What a delight and treasure childhood is. I love being a parent. To be a homeschooling parent does bring a new dimension and level of responsibility but again I love it!
I am blessed with children that have special medical and learning needs.
That means that sadly there are times that their hard-earned progress is wiped away in a single seizure or stroke. One moment you are homeschooling the next months of hard work are gone.
That’s what happened to my son. He learned his alphabet three times. We had a series of illnesses running through the house. When my son had recovered from being sick he couldn’t remember his alphabet. Months later another bout of illnesses and the beginnings of the alphabet was gone yet again, generic this time so was some writing ability.

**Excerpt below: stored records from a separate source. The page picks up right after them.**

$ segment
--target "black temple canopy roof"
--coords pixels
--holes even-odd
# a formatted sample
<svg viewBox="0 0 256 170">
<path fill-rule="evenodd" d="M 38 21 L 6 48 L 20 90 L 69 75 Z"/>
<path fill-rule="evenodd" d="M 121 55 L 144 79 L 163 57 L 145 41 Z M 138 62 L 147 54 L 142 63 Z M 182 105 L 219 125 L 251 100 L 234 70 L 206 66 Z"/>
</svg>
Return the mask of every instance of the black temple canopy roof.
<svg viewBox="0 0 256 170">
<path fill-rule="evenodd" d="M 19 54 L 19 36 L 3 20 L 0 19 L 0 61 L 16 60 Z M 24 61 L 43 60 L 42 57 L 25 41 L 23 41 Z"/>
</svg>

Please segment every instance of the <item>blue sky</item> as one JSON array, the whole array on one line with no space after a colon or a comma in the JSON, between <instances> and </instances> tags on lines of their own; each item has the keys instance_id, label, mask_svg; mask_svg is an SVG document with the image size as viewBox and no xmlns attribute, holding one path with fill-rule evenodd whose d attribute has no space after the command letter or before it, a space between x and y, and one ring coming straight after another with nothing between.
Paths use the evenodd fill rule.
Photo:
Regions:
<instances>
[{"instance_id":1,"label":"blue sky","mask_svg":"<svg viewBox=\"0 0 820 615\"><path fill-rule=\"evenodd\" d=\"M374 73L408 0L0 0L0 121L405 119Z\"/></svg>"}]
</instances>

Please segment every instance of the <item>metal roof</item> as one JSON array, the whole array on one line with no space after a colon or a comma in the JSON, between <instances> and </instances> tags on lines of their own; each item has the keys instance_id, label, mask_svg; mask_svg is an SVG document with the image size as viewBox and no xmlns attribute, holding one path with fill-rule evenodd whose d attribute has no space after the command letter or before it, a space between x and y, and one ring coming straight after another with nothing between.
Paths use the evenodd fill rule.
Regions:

Once again we started out to learn that pesky alphabet.
The summer came and he was making progress. Age-wise he was nearing 2nd grade. This time he had a minor stroke. The alphabet was gone. His writing regressed. That September my brave little warrior started his 2nd grade year with math at grade level and reading at beginning K level.
The beauty of homeschooling is that we had the time and flexibility to allow my son to recover.
Then relearn the lost skills at his own pace. I was also able to gather around us a team of therapists and doctors that shared that encouraging, supportive enthusiasm.
I have always kept high hopes for him. I always encouraged him to do better. My job through these tough times is to keep our eyes on the bigger picture. This time of struggle will pass. He is not alone and his family will be with him to support him every step of the way.
He has been steadily learning for several years now. What will his journey bring? I don’t know. I do know that with the gift of time on our side we will keep learning and growing over the years no matter how long it takes.